If the company is able to pay its debts only after the date they fall due, it is insolvent even if the value of its assets outweigh its liabilities. While the temporary changes to wrongful trading rules are in operation, directors will have greater latitude to continue to trade despite their business being technically insolvent. However, directors should still act with due care and diligence and seek to minimise loss to creditors. The rules on fraudulent trading and director disqualification remain in place and are effective. When the temporary suspension of wrongful trading is lifted, directors will not be liable for wrongful trading simply because the company is trading whilst insolvent. The key test is whether as director they knew or ought to have concluded that there was no reasonable prospect of avoiding insolvent administration or insolvent liquidation. Directors should follow a strategy that has a reasonable prospect of avoiding insolvent proceedings and monitor that strategy.
- Are there any steps that should be taken to minimise the risk of your actions as director being challenged?
Steps directors may take to try and protect themselves from future challenge or scrutiny include:
- holding regular board meetings especially given how fast matters are developing, and ensuring decisions are minuted with reference to all factors considered and taken into account;
- ensuring all directors have full information from the business – all accounts and financial statements, key contracts and pipeline;
- considering whether there are any ways of minimising losses, such as temporarily closing down non-core operations;
- obtaining advice from financial advisors and lawyers; and
- engaging regularly with stakeholders.
Being proactive by anticipating issues or dealing with problems as soon as they arise can increase a business’s chance of success/survival.

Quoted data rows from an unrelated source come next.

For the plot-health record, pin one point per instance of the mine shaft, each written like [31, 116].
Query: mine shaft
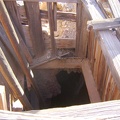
[60, 59]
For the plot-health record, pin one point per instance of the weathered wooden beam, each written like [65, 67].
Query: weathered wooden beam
[82, 33]
[14, 40]
[78, 26]
[11, 79]
[109, 43]
[51, 24]
[3, 101]
[98, 111]
[69, 16]
[90, 83]
[66, 1]
[60, 64]
[35, 27]
[55, 15]
[4, 39]
[115, 7]
[60, 42]
[15, 16]
[104, 24]
[65, 43]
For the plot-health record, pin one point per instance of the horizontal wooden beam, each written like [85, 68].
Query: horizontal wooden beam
[90, 83]
[104, 24]
[69, 16]
[60, 64]
[66, 1]
[65, 43]
[98, 111]
[109, 43]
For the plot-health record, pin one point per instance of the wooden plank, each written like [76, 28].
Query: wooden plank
[115, 7]
[5, 40]
[14, 40]
[55, 15]
[97, 61]
[66, 1]
[3, 101]
[11, 79]
[69, 16]
[66, 43]
[101, 72]
[109, 43]
[14, 13]
[104, 24]
[35, 27]
[90, 83]
[84, 34]
[78, 27]
[60, 64]
[104, 110]
[51, 24]
[81, 46]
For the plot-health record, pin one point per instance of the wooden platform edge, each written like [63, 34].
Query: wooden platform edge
[97, 111]
[90, 83]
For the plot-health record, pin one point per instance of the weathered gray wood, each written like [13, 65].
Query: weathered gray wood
[78, 27]
[69, 16]
[14, 40]
[11, 79]
[14, 14]
[55, 15]
[3, 101]
[34, 20]
[51, 24]
[55, 63]
[4, 39]
[109, 43]
[69, 1]
[90, 83]
[115, 6]
[104, 24]
[98, 111]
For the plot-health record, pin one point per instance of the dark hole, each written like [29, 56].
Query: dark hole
[73, 90]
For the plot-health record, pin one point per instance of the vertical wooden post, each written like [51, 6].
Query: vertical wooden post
[35, 27]
[14, 14]
[11, 79]
[3, 101]
[51, 24]
[55, 15]
[14, 40]
[78, 26]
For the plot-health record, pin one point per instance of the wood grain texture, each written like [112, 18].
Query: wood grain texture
[69, 16]
[11, 79]
[3, 101]
[51, 24]
[15, 16]
[69, 1]
[109, 43]
[14, 40]
[98, 111]
[59, 64]
[55, 15]
[104, 24]
[35, 27]
[90, 83]
[78, 28]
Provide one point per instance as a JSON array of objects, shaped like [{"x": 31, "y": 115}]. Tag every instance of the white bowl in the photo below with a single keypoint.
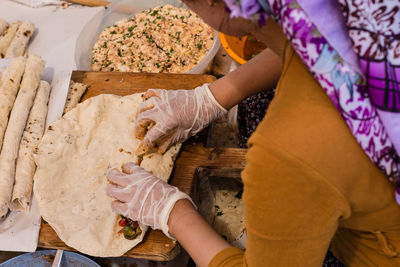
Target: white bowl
[{"x": 118, "y": 10}]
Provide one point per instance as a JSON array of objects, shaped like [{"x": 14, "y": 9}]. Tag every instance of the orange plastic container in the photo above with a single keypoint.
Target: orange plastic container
[{"x": 241, "y": 49}]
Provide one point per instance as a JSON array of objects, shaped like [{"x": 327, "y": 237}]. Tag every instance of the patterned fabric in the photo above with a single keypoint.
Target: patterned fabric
[{"x": 348, "y": 87}]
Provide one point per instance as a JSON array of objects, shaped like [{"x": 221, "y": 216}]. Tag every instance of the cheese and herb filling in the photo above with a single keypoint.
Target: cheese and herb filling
[{"x": 161, "y": 39}]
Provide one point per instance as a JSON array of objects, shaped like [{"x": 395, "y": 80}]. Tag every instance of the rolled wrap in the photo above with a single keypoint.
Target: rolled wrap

For more details, please see our article Directors’ Duties: Making Decisions in a Crisis.
- Will your company be wound up if you fail to make payments when due?
In April 2020, the UK government announced its intention to temporarily restrict the use of winding-up processes. These restrictions have been introduced by the Corporate Governance and Insolvency Act 2020. The restrictions in the Act have retrospective effect, and even before the Act came into force, the courts had prevented creditors from presenting winding-up petitions citing the upcoming changes in the law.

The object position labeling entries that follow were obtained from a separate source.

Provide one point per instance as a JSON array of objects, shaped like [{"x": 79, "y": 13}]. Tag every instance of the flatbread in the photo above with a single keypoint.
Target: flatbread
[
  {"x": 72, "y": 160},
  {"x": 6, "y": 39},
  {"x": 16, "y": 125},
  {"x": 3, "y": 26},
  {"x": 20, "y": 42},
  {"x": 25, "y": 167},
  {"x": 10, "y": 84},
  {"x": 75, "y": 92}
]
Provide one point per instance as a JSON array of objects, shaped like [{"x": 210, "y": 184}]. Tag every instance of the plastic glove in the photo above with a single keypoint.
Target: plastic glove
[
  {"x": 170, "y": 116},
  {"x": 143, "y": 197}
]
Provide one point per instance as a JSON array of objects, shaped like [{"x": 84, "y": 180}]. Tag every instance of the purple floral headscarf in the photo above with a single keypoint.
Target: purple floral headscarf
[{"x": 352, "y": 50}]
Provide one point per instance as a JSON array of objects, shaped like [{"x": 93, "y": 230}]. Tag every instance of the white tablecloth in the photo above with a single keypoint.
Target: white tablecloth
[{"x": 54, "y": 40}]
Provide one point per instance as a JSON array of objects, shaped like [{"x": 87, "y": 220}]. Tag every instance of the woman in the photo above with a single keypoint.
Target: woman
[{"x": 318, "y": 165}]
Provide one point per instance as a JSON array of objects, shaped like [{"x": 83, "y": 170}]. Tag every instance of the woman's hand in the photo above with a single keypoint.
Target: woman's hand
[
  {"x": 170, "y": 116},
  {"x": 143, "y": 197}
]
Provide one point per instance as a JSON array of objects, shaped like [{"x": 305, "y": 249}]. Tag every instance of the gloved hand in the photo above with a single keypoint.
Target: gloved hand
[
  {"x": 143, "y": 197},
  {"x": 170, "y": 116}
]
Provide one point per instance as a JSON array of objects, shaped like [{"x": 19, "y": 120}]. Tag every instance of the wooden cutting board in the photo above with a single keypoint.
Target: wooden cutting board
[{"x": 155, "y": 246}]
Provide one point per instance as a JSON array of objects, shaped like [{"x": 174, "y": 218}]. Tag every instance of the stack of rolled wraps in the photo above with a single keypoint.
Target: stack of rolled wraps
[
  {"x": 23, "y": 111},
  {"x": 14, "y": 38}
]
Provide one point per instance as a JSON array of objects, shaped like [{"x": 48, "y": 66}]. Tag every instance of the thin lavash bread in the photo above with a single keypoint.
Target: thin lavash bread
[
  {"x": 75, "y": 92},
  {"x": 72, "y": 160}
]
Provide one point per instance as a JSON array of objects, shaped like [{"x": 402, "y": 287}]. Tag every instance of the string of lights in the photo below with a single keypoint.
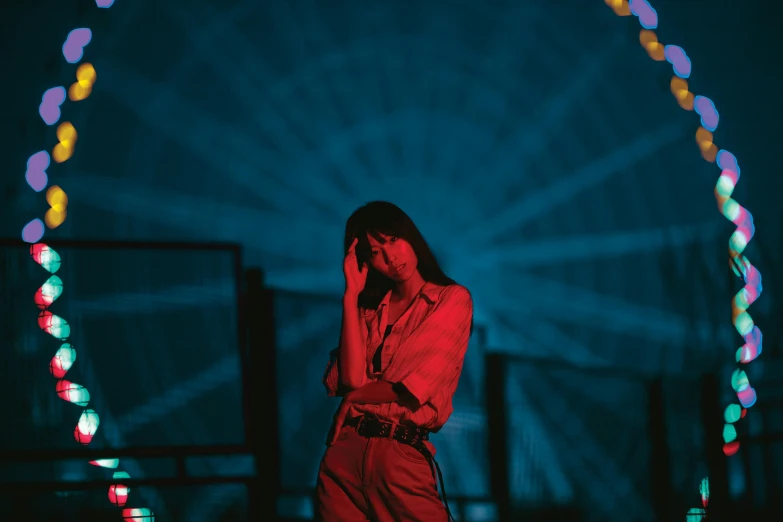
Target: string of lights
[
  {"x": 50, "y": 111},
  {"x": 731, "y": 210}
]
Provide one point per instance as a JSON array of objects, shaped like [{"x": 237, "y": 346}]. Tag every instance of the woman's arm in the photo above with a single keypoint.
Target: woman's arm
[
  {"x": 352, "y": 361},
  {"x": 381, "y": 392}
]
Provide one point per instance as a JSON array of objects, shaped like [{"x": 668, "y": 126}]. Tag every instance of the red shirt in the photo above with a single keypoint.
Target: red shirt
[{"x": 424, "y": 351}]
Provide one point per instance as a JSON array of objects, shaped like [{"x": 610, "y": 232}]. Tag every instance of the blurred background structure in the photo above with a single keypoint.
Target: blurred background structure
[{"x": 535, "y": 144}]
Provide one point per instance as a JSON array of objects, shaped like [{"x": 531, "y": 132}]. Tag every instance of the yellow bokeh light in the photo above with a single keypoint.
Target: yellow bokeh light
[
  {"x": 79, "y": 92},
  {"x": 649, "y": 41},
  {"x": 86, "y": 74},
  {"x": 85, "y": 79},
  {"x": 684, "y": 97},
  {"x": 620, "y": 7},
  {"x": 66, "y": 133},
  {"x": 709, "y": 151},
  {"x": 57, "y": 198},
  {"x": 61, "y": 153},
  {"x": 53, "y": 218}
]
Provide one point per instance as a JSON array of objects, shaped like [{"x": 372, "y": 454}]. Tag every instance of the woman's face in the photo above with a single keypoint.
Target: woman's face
[{"x": 393, "y": 257}]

The Act prevents any statutory demands made against companies in the period between 1 March 2020 and 31 March 2021 from being used as the basis of a winding-up petition on or after 27 April 2020.
The Act also provides that a creditor may not present a winding-up petition during the period 27 April 2020 to 31 March 2021, unless the creditor has reasonable grounds for believing that either:
- coronavirus has not had a financial effect on the debtor company; or
- the company would have been unable to pay its debts regardless of coronavirus.
Similarly, a court will not make a winding-up order on the basis of a petition presented in that period unless the court is satisfied that the company would have been unable to pay its debts regardless of coronavirus.
These restrictions were initially in place until 30 September 2020, but were extended by regulation to apply until 31 December 2020 and further extended by regulation to apply until 31 March 2021.
For more detail on these restrictions, see our article here.
However, even while these restrictions are in place, directors should maintain a dialogue with all stakeholders, including creditors, to keep them apprised of the company’s position, and all decisions (even if made under pressure and taken quickly) should be documented.